Seeking Advice: LLM Struggles to Find Contradictions Across Multiple Documents

Hi everyone,

I’m hoping to get your thoughts on a problem I’ve encountered with a project.
A small part of our project involves checking one or more documents for inconsistencies. For example, if a document states that “milk tea costs $10 a cup” in one place, and the same or another document says, “spend $20 to buy a cup of milk tea,” that’s a contradiction. Because these conflicting statements aren’t always phrased identically, we need to use an LLM to understand the semantics to identify them.
We’ve been passing the documents directly to a model (like ChatGPT or Gemini) via their API for it to read and assess.
We’ve noticed that if there’s only one document to check, the results are pretty good.
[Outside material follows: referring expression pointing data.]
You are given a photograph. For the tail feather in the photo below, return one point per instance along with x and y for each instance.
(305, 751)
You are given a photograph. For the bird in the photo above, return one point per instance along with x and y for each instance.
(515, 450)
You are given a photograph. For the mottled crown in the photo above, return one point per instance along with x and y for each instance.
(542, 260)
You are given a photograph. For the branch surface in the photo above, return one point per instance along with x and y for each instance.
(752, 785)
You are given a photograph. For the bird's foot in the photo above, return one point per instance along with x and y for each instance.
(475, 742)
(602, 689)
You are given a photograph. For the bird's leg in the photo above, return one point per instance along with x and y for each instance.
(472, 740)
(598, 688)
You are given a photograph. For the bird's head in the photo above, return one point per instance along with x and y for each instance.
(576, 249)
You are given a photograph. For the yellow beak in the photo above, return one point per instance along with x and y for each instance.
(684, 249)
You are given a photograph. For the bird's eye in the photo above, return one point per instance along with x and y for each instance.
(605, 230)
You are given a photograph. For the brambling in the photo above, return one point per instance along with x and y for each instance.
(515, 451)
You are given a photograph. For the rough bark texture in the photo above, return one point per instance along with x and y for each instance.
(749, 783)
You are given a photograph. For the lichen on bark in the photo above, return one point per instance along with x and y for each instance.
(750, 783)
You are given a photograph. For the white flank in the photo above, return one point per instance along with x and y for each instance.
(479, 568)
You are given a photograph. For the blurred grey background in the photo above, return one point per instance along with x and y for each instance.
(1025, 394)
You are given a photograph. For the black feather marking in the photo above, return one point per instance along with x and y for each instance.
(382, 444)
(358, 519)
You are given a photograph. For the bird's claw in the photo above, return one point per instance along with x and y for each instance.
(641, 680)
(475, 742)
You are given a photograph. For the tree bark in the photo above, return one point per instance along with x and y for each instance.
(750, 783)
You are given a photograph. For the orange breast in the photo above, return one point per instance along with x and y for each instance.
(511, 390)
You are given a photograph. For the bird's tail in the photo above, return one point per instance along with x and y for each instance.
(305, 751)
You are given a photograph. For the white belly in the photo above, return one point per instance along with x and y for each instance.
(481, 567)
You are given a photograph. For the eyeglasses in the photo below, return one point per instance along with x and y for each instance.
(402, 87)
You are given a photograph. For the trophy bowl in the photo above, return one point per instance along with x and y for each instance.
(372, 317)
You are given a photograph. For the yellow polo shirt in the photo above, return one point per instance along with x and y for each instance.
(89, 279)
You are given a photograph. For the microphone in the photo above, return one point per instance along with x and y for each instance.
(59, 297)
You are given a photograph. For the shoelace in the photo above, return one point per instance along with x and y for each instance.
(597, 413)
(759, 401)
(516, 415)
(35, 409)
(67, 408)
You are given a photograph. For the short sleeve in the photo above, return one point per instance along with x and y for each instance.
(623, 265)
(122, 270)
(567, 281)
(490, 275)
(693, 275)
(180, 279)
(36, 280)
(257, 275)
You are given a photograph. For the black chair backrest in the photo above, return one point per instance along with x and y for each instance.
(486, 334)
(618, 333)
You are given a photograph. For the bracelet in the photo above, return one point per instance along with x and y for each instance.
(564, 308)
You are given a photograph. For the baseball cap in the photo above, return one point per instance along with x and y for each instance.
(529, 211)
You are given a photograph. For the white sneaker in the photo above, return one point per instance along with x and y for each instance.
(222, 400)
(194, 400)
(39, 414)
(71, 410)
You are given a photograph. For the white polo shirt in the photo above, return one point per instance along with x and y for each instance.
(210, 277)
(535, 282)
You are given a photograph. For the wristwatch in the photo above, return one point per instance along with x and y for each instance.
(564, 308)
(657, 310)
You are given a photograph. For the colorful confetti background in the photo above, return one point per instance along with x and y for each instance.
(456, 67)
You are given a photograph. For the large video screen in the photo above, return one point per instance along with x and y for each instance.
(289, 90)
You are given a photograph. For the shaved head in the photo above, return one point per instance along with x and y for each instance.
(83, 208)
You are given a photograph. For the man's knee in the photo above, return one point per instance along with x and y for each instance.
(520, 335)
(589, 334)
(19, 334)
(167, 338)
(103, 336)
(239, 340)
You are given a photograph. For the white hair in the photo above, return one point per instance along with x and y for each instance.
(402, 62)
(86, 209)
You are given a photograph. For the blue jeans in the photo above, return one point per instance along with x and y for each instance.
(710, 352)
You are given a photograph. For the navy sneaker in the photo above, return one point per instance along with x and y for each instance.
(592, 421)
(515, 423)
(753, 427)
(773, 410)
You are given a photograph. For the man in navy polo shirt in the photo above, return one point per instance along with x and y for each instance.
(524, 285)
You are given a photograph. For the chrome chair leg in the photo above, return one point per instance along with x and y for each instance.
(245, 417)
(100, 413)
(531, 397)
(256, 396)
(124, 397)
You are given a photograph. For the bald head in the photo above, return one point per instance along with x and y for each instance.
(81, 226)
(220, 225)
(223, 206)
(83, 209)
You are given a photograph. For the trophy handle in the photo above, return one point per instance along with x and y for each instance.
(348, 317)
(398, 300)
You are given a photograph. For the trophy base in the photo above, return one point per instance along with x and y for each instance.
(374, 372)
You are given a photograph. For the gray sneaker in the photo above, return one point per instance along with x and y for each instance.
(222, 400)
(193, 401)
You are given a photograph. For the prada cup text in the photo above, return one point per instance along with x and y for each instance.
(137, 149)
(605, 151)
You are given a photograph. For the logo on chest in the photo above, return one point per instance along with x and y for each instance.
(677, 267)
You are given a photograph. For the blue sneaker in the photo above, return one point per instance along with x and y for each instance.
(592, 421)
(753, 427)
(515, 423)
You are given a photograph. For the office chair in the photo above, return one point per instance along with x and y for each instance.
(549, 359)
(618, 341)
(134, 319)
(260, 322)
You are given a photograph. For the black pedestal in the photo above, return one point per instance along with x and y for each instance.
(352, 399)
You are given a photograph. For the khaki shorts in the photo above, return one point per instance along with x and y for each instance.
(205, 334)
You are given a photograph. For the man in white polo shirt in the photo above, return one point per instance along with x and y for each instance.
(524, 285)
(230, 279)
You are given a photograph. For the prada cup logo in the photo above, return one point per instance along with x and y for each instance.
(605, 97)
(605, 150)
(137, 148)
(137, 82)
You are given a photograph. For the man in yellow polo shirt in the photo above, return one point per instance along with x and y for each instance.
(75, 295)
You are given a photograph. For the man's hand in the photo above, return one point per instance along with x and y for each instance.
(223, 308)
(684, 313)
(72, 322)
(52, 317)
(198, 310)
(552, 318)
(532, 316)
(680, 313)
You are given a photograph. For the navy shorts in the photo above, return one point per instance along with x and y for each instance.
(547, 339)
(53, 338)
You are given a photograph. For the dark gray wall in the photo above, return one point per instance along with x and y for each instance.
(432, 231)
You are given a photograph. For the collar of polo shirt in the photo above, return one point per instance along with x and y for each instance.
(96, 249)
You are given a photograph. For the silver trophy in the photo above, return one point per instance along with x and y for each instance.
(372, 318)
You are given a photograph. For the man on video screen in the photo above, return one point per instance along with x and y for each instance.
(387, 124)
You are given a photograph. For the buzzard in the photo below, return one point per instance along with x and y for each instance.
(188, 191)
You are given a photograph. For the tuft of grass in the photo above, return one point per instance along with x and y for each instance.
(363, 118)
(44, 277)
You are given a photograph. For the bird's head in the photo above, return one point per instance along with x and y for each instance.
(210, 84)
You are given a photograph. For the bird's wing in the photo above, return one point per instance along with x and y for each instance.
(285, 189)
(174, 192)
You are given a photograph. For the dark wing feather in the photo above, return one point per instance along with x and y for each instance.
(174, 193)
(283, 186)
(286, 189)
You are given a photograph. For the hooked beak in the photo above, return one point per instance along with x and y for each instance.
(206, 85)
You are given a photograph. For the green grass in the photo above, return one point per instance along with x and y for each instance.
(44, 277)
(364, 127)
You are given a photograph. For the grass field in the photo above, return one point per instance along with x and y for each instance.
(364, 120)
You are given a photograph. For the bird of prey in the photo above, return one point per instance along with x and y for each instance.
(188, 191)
The model is generally able to find the contradictory points with reasonable accuracy.
However, when we increase the number of documents to two or three, the model’s performance drops significantly. The inconsistencies could be within the same document or across different ones. In these multi-document scenarios, the model seems to get confused and can’t reliably identify the contradictions.
Based on my description, does anyone have an idea what might be causing this issue? What steps could we take to enable the model to accurately find contradictions across several documents? (I’m wondering if, in this situation, instead of feeding the entire documents to the large model, we should be using a method similar to RAG by chunking and vectorizing the documents first. However, this is different from a typical RAG use case, as we’re not searching for specific information based on a user query.)
Thanks in advance for your help!

I am not expert but replying to build my understanding as well with certain assumption of my based on my experience of chatgpt.

a) First of all with my API key on free account I am allowed on chatgpt-4o-min which possibly is the only model I can use. Also these model i model have 20-30 neural layers were as the advanced model though not disclosedd upwards 100 nerual layer to process such issue at very find layer.

These smaller and older model also truncate and dont process the files. Also there is an option to think hard but i guess that is in grok but I am whehter it means it take a detailed answer or process information at higher level

If you can chose other advanced model ( payed) then may be you might get better response.

b) Also if if you can add system prompt to add. In my head i think this is classfication issue . In one of the tutorial i thought a encoder tranformer is better suited for it.

c) Also if you can add temperature, and try a lower value during prompting which the chatgpt allow . To my understanding if you keep the temperature value between 0 to 0.3 model would not make guesses or go wild.

I would love hear from expert and correct me if my understanding is off.